State Minister of Foreign Affairs Dunya Maumoon has accused former President Mohamed Nasheed and his Maldivian Democratic Party (MDP) of “threats and intimidation tactics” over the outcome of the CNI report, due at the end of August.
“The Government of Maldives is committed to the resolution of political differences through peaceful dialogue and the democratic boulevard [sic] and institutions available in the country,” Dunya said in the statement.
However Nasheed “is going back on his own words and commitment to the international community that he would respect the outcome of the CoNI.”
Former President was speaking during an event commemorating ‘Black Friday’, the brutal crackdown on pro-democracy activists by the former regime in 2004.
Dunya expressed concern at Nasheed’s apparent determination to bring members of the police and military to justice for their illegal roles in the transfer of power, no matter the final verdict of the inquiry commission.
“President Nasheed had threatened violence on the streets of Male’ in order to ensure justice,” said Dunya during the press conference, the details of which have been distributed by the Foreign Ministry as a media release.
A translation for Minivan News of the pertinent section of Nasheed’s Monday speech is as follows:
“I am certain beyond doubt that the commission’s report would note that many officers of the security forces committed a number of unlawful acts. Our demand, our protest, our request will be for these [officers] to be brought to justice. Our work will be to bring them to face justice. We should only go back home after CoNI’s report after bringing them to justice and establishing justice in this country. For a certainty, I definitely will not go back home otherwise.”
Nasheed’s intentions were clarified the following day in a proposal submitted to the government by the MDP . The document mapped out the steps the party expected to see taken following the CNI’s conclusion.
This proposal stated the MDP’s willingness to cease its calls for early presidential elections and wait for the constitutionally mandated polls in 2013 should the final report show no evidence of any unlawful activity in the transfer of power.
However, should the report find that the transfer included illegal acts on the part of any individual, the MDP proposed that those implicated be brought to trial and that all parties agree to early elections.
In the event that the CNI rules the departure of Nasheed from the President’s Office to have been unconstitutional, the MDP proposed that his government be fully reinstated.

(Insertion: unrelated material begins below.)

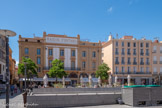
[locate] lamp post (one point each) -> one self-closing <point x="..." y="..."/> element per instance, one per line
<point x="7" y="34"/>
<point x="25" y="75"/>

The party had hoped for a response from the government before the end of Ramadan this weekend and appeared to receive it today when President’s Office spokesman Abbas Adil Riza told local media today that the government would not discuss the report’s outcome before its release.
“CNI’s report will not act as a final verdict. The purpose of the report is to assist the relevant institutions. So, there’s no need to make the report a ‘political carnival’,” Riza reportedly told Sun Online.
At its meeting on Tuesday, the MDP’s executive council had agreed to call a meeting of its National Council in order to determine the party’s next course of action.